Given the present situation, if the U.S. is able to arrest the spread of the pandemic and capable of preventing the economic contraction, the demand for corporate spaces may remain intact. The economy of the countries in the Euro Zone are severely impacted and are likely to contract post the COVID-19. Large leases, renewals and commitments are likely to be affected causing rentals and renewals to be negotiated. Large occupiers who have not been able to operate to their full strength during the pandemic may factor this period while renewing and would negotiate the rentals. Consolidation plans may be to move to peripheral locations to contain the rental pay-outs. In our opinion, rentals are likely to come under pressure, as renewals and new leases are likely to be negotiated intensely.


Demand for flexible spaces on the rise; relook at office space requirement
Layout of workstations and production areas may be revisited to optimise real estate requirements basis a new work schedule and regime. Occupiers may consider flexible working schedules based on rostered days of works; thereby reducing the space requirement resulting in reduced operations cost. Tele commuting and rostered timings may become the new norm for offices depending on the nature of business. While all occupiers may not change, there will be many that will prefer technology enablement and flexible schedules to optimise cost. According to Global Workplace Analytics, employers can save over USD 11,000 per halftime telecommuter per year. Having experienced telecommuting during the COVID-19 pandemic, many companies may consider this as a longterm strategy, which will result in optimizing their real estate requirement and operations cost.

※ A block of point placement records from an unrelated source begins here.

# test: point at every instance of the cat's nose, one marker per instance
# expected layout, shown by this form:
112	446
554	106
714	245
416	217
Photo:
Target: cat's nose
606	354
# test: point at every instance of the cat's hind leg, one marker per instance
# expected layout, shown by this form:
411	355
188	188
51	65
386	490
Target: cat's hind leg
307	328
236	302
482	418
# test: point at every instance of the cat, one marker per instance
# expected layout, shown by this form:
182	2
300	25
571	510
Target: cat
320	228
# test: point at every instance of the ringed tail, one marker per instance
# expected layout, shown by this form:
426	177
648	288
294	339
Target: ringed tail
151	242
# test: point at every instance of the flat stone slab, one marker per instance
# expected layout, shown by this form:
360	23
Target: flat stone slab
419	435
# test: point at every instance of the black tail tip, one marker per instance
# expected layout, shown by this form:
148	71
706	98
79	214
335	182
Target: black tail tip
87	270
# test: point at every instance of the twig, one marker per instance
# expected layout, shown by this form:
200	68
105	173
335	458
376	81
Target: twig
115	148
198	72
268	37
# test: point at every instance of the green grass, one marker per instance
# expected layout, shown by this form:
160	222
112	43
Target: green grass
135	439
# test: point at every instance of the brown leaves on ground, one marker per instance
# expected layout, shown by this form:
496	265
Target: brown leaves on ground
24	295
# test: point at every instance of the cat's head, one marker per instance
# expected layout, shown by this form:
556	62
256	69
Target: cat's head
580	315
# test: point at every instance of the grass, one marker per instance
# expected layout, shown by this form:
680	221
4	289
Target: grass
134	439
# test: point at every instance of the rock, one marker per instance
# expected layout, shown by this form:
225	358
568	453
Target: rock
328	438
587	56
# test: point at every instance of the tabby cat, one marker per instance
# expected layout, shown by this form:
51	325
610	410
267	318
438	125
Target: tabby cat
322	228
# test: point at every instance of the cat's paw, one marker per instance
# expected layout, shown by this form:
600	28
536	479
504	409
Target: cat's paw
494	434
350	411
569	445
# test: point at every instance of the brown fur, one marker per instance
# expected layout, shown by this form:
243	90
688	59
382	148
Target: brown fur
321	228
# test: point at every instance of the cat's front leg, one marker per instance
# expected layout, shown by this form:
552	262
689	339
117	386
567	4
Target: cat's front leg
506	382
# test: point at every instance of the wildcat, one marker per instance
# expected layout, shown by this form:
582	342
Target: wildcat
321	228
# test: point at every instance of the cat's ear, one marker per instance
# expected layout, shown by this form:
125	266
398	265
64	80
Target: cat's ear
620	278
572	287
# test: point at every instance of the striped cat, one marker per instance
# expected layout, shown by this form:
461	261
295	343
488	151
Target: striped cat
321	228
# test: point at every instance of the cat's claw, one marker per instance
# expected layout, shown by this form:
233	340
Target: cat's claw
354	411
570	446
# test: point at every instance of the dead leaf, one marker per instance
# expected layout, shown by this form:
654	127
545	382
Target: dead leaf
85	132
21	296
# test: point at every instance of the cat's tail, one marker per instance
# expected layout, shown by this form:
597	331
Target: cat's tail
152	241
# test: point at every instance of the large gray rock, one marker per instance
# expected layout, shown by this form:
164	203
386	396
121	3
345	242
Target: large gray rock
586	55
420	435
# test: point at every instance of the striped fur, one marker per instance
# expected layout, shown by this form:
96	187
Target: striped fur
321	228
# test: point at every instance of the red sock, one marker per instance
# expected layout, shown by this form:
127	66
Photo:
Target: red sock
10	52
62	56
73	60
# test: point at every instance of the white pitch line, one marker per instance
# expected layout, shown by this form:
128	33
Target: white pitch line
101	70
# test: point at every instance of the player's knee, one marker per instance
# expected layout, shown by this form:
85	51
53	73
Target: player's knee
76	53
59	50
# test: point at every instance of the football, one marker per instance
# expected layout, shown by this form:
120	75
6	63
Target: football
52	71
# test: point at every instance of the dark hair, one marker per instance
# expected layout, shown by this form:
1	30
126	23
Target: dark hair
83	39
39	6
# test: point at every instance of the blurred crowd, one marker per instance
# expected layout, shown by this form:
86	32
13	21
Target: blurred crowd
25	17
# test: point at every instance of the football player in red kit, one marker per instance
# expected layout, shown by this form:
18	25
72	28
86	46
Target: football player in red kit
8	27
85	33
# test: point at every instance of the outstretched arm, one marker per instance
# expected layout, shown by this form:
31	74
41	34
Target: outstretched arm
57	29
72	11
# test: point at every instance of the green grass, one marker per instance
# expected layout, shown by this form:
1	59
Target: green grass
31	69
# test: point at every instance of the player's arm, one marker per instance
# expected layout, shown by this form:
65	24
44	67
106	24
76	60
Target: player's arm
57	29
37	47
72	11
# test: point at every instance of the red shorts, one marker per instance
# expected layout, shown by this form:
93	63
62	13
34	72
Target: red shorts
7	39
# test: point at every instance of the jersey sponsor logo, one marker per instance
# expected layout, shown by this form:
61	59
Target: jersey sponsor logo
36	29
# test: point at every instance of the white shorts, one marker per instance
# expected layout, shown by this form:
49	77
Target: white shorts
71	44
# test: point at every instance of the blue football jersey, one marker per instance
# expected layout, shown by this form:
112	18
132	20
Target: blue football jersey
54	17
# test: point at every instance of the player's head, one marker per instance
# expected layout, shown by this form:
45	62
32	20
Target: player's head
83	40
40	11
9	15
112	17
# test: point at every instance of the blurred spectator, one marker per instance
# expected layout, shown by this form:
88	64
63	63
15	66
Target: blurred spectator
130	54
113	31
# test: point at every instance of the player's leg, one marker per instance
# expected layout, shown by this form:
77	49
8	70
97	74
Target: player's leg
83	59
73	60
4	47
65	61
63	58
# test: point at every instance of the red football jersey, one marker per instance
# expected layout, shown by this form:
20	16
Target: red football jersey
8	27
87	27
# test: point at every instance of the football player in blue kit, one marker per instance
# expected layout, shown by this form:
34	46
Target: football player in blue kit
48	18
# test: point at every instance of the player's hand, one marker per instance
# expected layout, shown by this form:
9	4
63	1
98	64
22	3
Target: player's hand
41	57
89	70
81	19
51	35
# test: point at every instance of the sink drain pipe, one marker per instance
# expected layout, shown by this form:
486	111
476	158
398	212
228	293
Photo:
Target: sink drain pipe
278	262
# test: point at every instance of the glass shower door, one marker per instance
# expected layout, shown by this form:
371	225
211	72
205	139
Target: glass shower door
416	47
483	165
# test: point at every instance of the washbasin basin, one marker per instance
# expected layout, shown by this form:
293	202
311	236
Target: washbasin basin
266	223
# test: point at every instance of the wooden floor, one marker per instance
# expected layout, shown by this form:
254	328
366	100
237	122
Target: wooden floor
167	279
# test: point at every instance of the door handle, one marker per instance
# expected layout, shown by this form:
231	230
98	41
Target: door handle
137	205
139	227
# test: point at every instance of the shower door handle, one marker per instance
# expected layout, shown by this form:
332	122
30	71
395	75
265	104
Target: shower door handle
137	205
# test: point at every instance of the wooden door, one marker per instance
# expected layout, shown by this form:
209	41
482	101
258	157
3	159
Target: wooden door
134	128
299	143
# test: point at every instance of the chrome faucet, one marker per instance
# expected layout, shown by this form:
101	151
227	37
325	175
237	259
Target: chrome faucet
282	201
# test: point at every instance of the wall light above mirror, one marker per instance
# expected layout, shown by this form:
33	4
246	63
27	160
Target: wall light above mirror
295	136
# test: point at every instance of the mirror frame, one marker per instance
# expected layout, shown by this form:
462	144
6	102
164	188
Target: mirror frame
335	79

COVID-19 pandemic has disrupted office segment which was on a growth trajectory for the last three years. The incident will open new business models which makes the players more reliant on technology for ensuring business continuity. However, the massive construction activities that are currently underway in India and other emerging economies face uncertainty. The corporate world may be forced to revisit their requirements keeping personal health and hygiene as the topmost priority for their assets and employees.